Metadata Extraction from Raw Astroparticle Data of TAIGA Experiment

Alexandr Kryukov; Alexey Shigarov; Andrey Mikhailov; Elena Korosteleva; Igor Bychkov; Julia Dubenskaya; Minh-Duc Nguyen

arxiv: 1907.06183 · v1 · pith:GRA4EX6Cnew · submitted 2019-07-14 · 🌌 astro-ph.IM · cs.DC

Metadata Extraction from Raw Astroparticle Data of TAIGA Experiment

Igor Bychkov , Julia Dubenskaya , Elena Korosteleva , Alexandr Kryukov , Andrey Mikhailov , Minh-Duc Nguyen , Alexey Shigarov This is my paper

Pith reviewed 2026-05-24 21:51 UTC · model grok-4.3

classification 🌌 astro-ph.IM cs.DC

keywords metadata extractionraw data filesdata catalogbinary file parsingastroparticle datadescriptive metadataunified interface

0 comments

The pith

An extensible metadata extractor pulls hidden descriptive data from TAIGA raw files into a unified catalog.

A machine-rendered reading of the paper's core claim, the machinery that carries it, and where it could break.

The paper seeks to make large volumes of raw astroparticle data usable by the scientific community through automatic extraction of metadata scattered across file names, folder structures, and package headers. It introduces a modular extractor design that can incorporate facility-specific components to handle multiple data formats without repeated manual work. If the approach holds, events and runs become searchable and aggregatable by time or equipment through one interface.

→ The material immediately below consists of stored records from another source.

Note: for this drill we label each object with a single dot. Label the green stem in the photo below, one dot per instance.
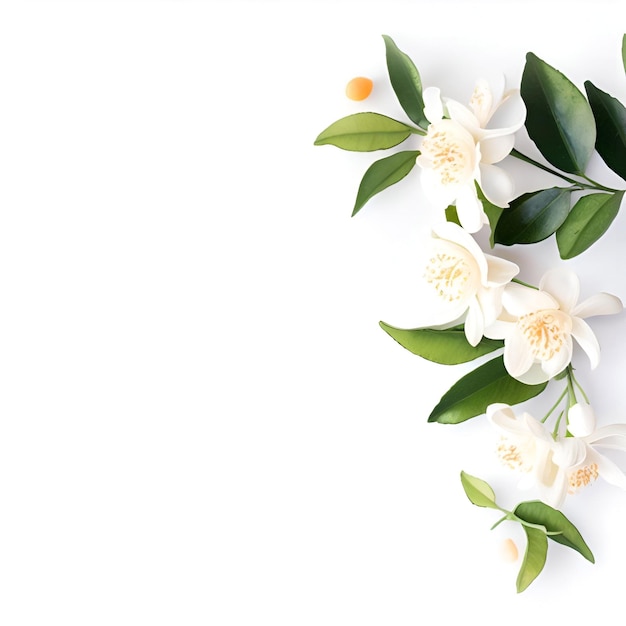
(554, 406)
(582, 391)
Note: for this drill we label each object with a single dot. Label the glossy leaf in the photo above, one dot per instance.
(558, 117)
(364, 132)
(472, 394)
(478, 491)
(610, 117)
(588, 220)
(554, 521)
(382, 174)
(533, 216)
(406, 82)
(447, 347)
(534, 557)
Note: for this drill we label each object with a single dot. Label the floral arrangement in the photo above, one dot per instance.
(473, 303)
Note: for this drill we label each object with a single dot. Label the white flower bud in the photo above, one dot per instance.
(581, 419)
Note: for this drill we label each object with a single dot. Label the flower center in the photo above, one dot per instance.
(544, 331)
(450, 273)
(511, 456)
(582, 477)
(450, 149)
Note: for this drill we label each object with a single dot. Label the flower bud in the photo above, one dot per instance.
(581, 419)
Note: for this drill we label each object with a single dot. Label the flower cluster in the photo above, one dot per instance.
(473, 303)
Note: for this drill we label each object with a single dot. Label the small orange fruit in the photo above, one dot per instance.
(359, 88)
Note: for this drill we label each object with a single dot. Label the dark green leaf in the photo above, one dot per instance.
(610, 117)
(533, 216)
(534, 558)
(364, 132)
(487, 384)
(478, 491)
(588, 220)
(382, 174)
(448, 347)
(558, 117)
(406, 82)
(554, 521)
(452, 215)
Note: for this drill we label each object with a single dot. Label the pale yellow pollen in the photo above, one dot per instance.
(448, 274)
(544, 333)
(448, 155)
(510, 456)
(582, 477)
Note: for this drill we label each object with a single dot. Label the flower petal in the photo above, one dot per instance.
(509, 115)
(606, 468)
(563, 285)
(519, 300)
(496, 184)
(440, 196)
(587, 340)
(534, 376)
(600, 304)
(474, 323)
(581, 419)
(463, 116)
(470, 209)
(433, 106)
(456, 234)
(560, 360)
(495, 149)
(518, 357)
(482, 102)
(500, 271)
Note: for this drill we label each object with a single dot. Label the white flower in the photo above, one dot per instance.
(538, 326)
(528, 447)
(562, 466)
(461, 151)
(461, 283)
(593, 464)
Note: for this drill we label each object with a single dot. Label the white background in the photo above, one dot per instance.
(200, 420)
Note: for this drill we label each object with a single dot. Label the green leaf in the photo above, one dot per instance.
(588, 220)
(406, 82)
(364, 132)
(533, 216)
(452, 215)
(478, 491)
(554, 521)
(472, 394)
(534, 557)
(448, 347)
(610, 117)
(382, 174)
(558, 117)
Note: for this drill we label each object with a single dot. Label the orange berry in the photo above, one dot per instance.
(359, 88)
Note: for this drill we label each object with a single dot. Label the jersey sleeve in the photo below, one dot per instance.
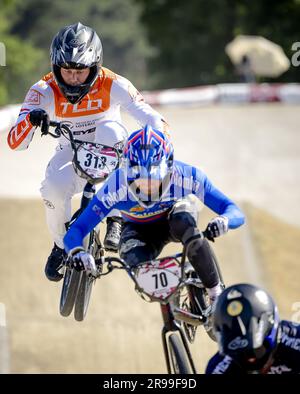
(218, 202)
(131, 100)
(21, 134)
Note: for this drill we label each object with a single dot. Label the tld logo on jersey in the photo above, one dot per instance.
(85, 107)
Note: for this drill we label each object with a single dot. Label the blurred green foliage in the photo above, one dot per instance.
(154, 43)
(30, 26)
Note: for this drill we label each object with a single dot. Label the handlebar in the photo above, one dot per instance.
(121, 264)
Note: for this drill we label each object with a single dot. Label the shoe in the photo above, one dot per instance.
(113, 234)
(54, 263)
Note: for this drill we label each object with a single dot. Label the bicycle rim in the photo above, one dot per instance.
(69, 291)
(179, 362)
(83, 297)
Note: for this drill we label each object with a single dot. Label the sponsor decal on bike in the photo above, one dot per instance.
(235, 308)
(238, 343)
(49, 204)
(131, 244)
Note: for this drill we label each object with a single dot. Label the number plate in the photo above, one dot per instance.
(159, 278)
(96, 160)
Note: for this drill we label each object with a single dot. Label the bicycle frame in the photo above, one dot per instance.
(171, 323)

A reader would care because uncharacterized binary data stays inaccessible for analysis or sharing.

Core claim

The authors developed a concept of the metadata extractor that can be extended by facility-specific extraction modules and is designed to automatically collect descriptive metadata from raw data files of all TAIGA formats, transforming information hidden in folder and file names plus package headers into a unified catalog form for digital objects such as events and runs.

What carries the argument

The extensible metadata extractor using facility-specific modules to parse scattered metadata from binary files and load it into a catalog.

If this is right

Raw data files become queryable by time and equipment through a single interface.
Events and runs can be aggregated without per-format manual metadata handling.
The system supports both current and future TAIGA data formats through added modules.
Descriptive metadata is loaded automatically into the catalog from binary sources.

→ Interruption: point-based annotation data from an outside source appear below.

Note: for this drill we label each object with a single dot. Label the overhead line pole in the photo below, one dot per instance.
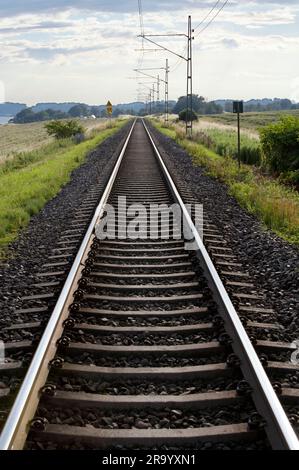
(188, 59)
(166, 91)
(166, 82)
(189, 113)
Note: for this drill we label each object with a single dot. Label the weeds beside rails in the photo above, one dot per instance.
(29, 181)
(274, 204)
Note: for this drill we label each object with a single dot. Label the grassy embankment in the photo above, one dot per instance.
(251, 121)
(274, 204)
(17, 138)
(29, 180)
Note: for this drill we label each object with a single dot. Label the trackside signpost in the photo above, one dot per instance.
(109, 109)
(238, 108)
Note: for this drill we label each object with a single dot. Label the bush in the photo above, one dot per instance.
(280, 145)
(225, 143)
(64, 129)
(191, 117)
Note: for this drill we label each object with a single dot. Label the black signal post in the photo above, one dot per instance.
(238, 108)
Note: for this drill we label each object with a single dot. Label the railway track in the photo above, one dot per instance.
(144, 348)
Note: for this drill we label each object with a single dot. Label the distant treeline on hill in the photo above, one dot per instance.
(49, 111)
(260, 105)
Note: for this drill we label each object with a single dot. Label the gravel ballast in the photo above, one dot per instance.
(271, 262)
(35, 243)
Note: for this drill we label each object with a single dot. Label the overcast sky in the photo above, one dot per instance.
(86, 50)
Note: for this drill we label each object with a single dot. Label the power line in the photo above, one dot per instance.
(207, 16)
(212, 19)
(140, 11)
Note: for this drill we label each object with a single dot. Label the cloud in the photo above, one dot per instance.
(230, 43)
(41, 26)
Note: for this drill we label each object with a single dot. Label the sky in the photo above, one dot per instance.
(86, 51)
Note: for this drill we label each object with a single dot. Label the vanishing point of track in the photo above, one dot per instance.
(144, 347)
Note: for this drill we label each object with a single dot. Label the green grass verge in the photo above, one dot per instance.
(28, 182)
(250, 120)
(224, 142)
(274, 204)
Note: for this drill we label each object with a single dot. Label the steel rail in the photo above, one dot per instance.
(279, 430)
(15, 431)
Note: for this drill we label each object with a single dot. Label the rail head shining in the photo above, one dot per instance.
(16, 428)
(279, 429)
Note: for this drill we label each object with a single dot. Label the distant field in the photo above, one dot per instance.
(17, 138)
(251, 121)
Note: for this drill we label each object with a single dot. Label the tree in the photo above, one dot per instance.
(80, 110)
(280, 144)
(191, 117)
(27, 115)
(199, 105)
(64, 129)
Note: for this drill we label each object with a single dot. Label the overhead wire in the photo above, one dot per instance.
(212, 19)
(207, 16)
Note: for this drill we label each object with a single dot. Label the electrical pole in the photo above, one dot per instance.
(189, 113)
(159, 80)
(166, 91)
(188, 59)
(158, 88)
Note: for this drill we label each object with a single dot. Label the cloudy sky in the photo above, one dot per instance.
(86, 50)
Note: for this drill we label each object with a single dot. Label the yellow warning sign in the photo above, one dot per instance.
(109, 107)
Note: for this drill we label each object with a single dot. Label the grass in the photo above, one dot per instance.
(17, 138)
(31, 180)
(250, 121)
(274, 204)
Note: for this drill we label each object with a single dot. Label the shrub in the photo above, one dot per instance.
(191, 116)
(64, 129)
(280, 144)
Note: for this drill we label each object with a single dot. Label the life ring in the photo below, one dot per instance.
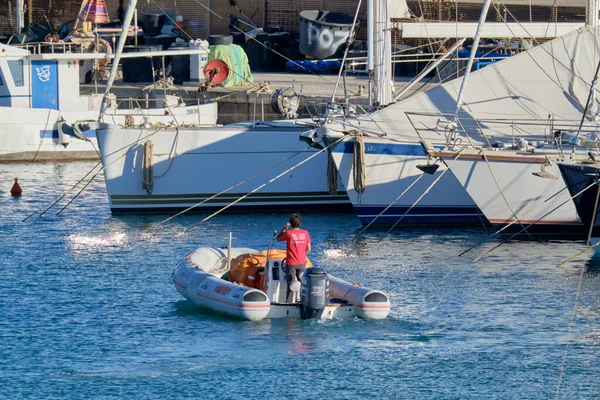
(103, 47)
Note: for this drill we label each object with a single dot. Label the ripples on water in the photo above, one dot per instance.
(88, 310)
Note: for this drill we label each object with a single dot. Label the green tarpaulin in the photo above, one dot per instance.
(237, 61)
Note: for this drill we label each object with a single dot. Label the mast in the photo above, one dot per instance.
(463, 85)
(118, 51)
(20, 16)
(383, 54)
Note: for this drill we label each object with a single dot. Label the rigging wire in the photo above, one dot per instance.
(224, 191)
(537, 220)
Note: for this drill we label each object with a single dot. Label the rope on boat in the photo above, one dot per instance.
(148, 167)
(78, 193)
(579, 284)
(537, 220)
(388, 207)
(59, 198)
(262, 186)
(331, 175)
(428, 189)
(42, 139)
(358, 163)
(502, 192)
(524, 215)
(226, 190)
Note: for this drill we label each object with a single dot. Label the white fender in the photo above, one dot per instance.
(368, 303)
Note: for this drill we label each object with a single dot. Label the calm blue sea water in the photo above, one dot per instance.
(87, 310)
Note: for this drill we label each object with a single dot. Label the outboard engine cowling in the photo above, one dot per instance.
(314, 293)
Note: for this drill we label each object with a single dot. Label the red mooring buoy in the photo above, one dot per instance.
(16, 189)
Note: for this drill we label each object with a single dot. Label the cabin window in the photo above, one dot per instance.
(16, 70)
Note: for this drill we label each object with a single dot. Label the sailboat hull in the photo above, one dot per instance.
(391, 196)
(237, 168)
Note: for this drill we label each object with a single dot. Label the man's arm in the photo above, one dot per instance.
(287, 225)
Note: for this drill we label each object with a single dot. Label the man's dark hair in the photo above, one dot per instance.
(295, 220)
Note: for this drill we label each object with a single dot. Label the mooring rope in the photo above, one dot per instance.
(537, 220)
(458, 154)
(358, 163)
(388, 207)
(501, 191)
(59, 198)
(515, 221)
(147, 166)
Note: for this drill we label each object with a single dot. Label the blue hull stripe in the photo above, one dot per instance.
(402, 149)
(425, 215)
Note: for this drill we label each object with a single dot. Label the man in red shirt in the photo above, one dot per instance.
(297, 245)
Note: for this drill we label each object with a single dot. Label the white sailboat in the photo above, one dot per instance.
(515, 98)
(43, 114)
(249, 166)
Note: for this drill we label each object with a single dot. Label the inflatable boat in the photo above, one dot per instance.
(251, 285)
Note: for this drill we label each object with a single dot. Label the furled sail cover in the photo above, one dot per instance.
(552, 79)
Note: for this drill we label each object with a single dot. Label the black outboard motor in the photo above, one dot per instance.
(314, 293)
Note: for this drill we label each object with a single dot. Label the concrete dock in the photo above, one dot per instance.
(252, 101)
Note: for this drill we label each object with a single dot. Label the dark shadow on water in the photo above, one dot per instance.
(185, 309)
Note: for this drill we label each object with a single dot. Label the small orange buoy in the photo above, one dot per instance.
(16, 189)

Where Pith is reading between the lines

These are editorial extensions of the paper, not claims the author makes directly.

Similar modular parsing could apply to other experiments where metadata lives in file names and headers.
Success would reduce the effort needed to integrate new instruments into existing data catalogs.
The design implies that catalog completeness depends on how completely each module captures its format's fields.

Load-bearing premise

Metadata scattered in folder and file names plus package headers can be reliably parsed and transformed into a unified catalog form across all existing and future data formats without significant manual intervention or data loss.

What would settle it

A new TAIGA data format where the extractor requires substantial custom coding or produces incomplete or incorrect catalog entries for key fields like time or equipment.

Figures

Figures reproduced from arXiv: 1907.06183 by Alexandr Kryukov, Alexey Shigarov, Andrey Mikhailov, Elena Korosteleva, Igor Bychkov, Julia Dubenskaya, Minh-Duc Nguyen.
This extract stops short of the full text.